Pero el cine se había convertido en la expresión artística de más amplia convocatoria a lo largo del siglo XX. De Europa llegaban los aires renovadores del neorrealismo italiano, a la vez que en Francia se afirmaba la denominada nueva ola. En la Universidad de La Habana, el crítico José Manuel Valdés Rodríguez fomentaba el desarrollo de un observador crítico a través de sus cursos veraniegos sobre el cine, arte e industria de nuestro tiempo, y daba a conocer, a través de funciones mensuales en el anfiteatro del edificio Varona de la propia institución, un muestrario de obras que no encontraban acogida en las salas de exhibición comercial, dominadas por las poderosas distribuidoras norteamericanas.  Allí pudieron conocerse los clásicos de la cinematografía soviética, el cine italiano emergente y las realizaciones mexicanas del Indio Fernández.

Cinéfilos y aspirantes a cineastas soñaban con encontrar los medios para sentar las bases fundacionales de una cinematografía cubana. En Nuestro Tiempo, los futuros organizadores del Icaic hicieron algo más que divulgar ideas. Con recursos rudimentarios, emprendieron la realización de El Mégano, documental que se adentraba en lo profundo de la realidad social del país. Considerado peligroso, fue confiscado por la tiranía.

Eran proyectos que habrían de cristalizar, en términos de formulación de políticas culturales concretas, después del triunfo de la Revolución. En esa «vuelta de la antigua esperanza» se fundían los sueños de conquista de la liberación nacional conculcada, de reivindicación de la justicia social y de construcción de un destinatario para la creación artístico-literaria. Convergieron por ello los integrantes de varias generaciones, de los supervivientes del clan disperso minorista, los poetas de antaño agrupados en torno a la revista Orígenes, hasta los jóvenes que pudieron dar a la publicidad los manuscritos hasta entonces engavetados, los cineastas en ciernes, los teatristas de varios signos estéticos y los artistas plásticos que se expresaban en amplio espectro derivado del influjo del expresionismo, el surrealismo y la abstracción.
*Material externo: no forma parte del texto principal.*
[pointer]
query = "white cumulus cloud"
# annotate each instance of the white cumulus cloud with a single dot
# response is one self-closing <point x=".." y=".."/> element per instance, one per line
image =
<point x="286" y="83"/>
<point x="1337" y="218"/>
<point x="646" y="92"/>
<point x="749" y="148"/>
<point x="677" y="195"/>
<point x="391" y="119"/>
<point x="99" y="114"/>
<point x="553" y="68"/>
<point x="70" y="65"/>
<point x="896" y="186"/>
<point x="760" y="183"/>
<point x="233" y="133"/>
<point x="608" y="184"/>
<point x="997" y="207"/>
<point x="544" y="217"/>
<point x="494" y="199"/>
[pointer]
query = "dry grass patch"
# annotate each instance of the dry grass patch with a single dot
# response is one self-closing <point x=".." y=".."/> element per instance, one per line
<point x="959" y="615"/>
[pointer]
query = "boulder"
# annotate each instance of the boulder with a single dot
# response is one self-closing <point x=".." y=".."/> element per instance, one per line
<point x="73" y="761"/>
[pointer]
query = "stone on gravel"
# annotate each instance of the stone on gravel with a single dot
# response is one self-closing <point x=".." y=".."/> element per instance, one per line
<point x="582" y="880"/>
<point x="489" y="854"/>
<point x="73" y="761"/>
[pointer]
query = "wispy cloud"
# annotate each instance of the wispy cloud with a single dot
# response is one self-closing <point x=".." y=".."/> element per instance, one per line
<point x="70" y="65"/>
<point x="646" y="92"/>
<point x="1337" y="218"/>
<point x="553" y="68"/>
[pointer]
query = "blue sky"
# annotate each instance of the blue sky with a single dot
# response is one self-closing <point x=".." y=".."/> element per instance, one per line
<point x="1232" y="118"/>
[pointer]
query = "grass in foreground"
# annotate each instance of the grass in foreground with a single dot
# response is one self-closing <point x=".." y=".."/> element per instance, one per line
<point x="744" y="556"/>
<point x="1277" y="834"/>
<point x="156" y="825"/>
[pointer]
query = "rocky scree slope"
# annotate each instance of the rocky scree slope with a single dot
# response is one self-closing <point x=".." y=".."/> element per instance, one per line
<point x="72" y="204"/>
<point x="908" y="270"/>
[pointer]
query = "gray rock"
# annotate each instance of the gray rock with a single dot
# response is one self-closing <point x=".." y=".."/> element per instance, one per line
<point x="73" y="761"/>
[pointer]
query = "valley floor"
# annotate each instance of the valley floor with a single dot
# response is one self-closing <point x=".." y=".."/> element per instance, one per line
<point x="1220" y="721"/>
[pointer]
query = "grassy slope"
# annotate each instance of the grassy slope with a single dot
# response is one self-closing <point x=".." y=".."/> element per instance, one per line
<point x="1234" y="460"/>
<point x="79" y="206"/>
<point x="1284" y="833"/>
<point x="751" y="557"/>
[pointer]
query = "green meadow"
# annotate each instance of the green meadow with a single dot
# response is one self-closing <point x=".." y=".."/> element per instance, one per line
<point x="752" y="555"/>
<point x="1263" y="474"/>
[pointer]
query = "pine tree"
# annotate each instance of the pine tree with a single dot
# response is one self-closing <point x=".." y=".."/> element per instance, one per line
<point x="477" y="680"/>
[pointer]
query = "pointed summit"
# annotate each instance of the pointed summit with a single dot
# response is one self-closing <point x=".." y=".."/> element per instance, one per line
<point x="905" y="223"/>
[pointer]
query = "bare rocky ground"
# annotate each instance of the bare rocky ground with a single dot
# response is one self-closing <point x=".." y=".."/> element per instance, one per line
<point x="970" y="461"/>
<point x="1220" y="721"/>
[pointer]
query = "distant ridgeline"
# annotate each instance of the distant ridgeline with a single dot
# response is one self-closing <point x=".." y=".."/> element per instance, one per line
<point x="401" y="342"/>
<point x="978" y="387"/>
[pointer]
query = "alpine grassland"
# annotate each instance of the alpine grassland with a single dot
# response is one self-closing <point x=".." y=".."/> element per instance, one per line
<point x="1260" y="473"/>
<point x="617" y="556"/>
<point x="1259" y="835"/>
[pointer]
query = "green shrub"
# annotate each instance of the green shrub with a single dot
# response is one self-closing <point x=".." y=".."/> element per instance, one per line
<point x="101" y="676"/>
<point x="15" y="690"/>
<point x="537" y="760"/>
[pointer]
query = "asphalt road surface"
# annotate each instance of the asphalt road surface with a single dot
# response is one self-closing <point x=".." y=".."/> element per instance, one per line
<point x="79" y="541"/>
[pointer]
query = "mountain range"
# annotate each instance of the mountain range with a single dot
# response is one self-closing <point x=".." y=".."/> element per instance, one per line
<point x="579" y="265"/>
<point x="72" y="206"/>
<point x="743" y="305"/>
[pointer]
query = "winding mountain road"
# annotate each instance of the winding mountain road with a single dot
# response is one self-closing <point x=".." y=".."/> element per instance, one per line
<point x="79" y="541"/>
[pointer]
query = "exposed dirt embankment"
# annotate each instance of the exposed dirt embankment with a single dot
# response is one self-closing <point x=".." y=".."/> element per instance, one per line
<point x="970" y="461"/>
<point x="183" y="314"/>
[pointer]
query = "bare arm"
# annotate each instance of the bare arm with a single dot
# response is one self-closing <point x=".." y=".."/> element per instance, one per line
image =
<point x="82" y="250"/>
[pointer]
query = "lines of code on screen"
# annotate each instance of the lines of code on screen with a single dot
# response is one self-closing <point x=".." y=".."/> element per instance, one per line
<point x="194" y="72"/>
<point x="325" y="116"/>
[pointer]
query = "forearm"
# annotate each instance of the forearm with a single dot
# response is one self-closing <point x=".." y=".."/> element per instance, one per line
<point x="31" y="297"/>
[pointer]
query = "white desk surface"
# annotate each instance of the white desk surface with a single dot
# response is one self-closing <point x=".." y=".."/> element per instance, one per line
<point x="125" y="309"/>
Se divulgaron entonces clásicos de la envergadura de El siglo de las luces de Alejo Carpentier, Paradiso de José Lezama Lima y Lo cubano en la poesía de Cintio Vitier. Los representantes de la vanguardia se hicieron cargo de la enseñanza artística. Se desplegó una intensa labor intelectual en el terreno del ensayo, vertebrada en torno a la definición de un concepto de modernidad sustentada en las exigencias de un Tercer Mundo subdesarrollado, víctima de la pesada carga del legado colonial. Siempre subestimado por Próspero, Calibán había tomado la palabra.